To dlatego fotografowie podwodni tak chętnie wybierają nurkowanie w morzach – przejrzysta, błękitna woda daje spektakularne kadry. Ale nie oznacza to, że nurkowanie w jeziorach nie ma uroku. Wraki, podwodne lasy czy charakterystyczna „mglistość” mogą tworzyć klimat rodem z filmu przygodowego.
Temperatura wody
Na koniec jeszcze jeden czynnik, który mocno wpływa na komfort pod wodą – temperatura. Nurkowanie w słonej wodzie często odbywa się w ciepłych morzach, gdzie temperatura nawet na głębokości kilkunastu metrów jest przyjemna. Ale nie zawsze – Morze Bałtyckie czy północny Atlantyk potrafią być lodowate.

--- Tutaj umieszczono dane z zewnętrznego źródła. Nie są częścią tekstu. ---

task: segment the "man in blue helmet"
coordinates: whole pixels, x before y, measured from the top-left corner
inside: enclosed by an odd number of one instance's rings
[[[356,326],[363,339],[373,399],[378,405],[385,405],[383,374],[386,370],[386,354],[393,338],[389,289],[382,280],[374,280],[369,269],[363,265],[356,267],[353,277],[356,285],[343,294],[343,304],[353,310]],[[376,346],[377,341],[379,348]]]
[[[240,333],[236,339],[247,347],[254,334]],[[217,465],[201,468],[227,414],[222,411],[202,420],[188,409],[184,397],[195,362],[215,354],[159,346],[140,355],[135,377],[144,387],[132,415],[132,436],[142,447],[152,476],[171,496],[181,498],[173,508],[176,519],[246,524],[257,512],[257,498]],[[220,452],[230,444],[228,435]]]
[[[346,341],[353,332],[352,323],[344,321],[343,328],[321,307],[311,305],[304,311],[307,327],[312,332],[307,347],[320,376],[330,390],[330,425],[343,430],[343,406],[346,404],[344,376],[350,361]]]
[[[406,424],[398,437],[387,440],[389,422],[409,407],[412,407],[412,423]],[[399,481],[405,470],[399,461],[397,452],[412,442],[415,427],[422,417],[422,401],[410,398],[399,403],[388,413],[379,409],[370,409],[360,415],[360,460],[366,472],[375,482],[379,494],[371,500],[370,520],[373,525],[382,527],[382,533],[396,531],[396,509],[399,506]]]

Nurkowanie w słodkiej wodzie, szczególnie w jeziorach, oznacza zazwyczaj niższe temperatury. Latem wierzchnia warstwa może być przyjemnie ciepła, ale kilka metrów niżej zaczyna się termoklina – granica, poniżej której woda robi się lodowata.
Dlatego przy planowaniu nurkowania należy brać pod uwagę, jakie warunki termiczne nas czekają i dopasować do nich skafander. W końcu komfort termiczny to podstawa. Marznący nurek szybko traci przyjemność z eksploracji.
Przeczytaj również: Nurkowanie – poradnik od A do Z
Podsumowanie
Choć fizyka nurkowania jest nieubłagana i te same prawa działają w każdym akwenie, to w praktyce nurkowanie w słodkiej wodzie i nurkowanie w słonej wodzie różnią się pod wieloma względami. Gęstość i wyporność, konieczna konfiguracja sprzętu, przejrzystość, a nawet temperatura wody – to wszystko sprawia, że każde nurkowanie jest inne.
Dla wielu osób te różnice są właśnie największą zaletą tego sportu. Można zanurzyć się w krystalicznie czystym morzu i podziwiać rafy koralowe, a kilka dni później eksplorować mroczne głębiny jeziora z zatopionymi drzewami czy wrakami. Każde z tych doświadczeń jest wyjątkowe i uczy czegoś nowego – o wodzie, fizyce nurkowania, ale też o sobie samym.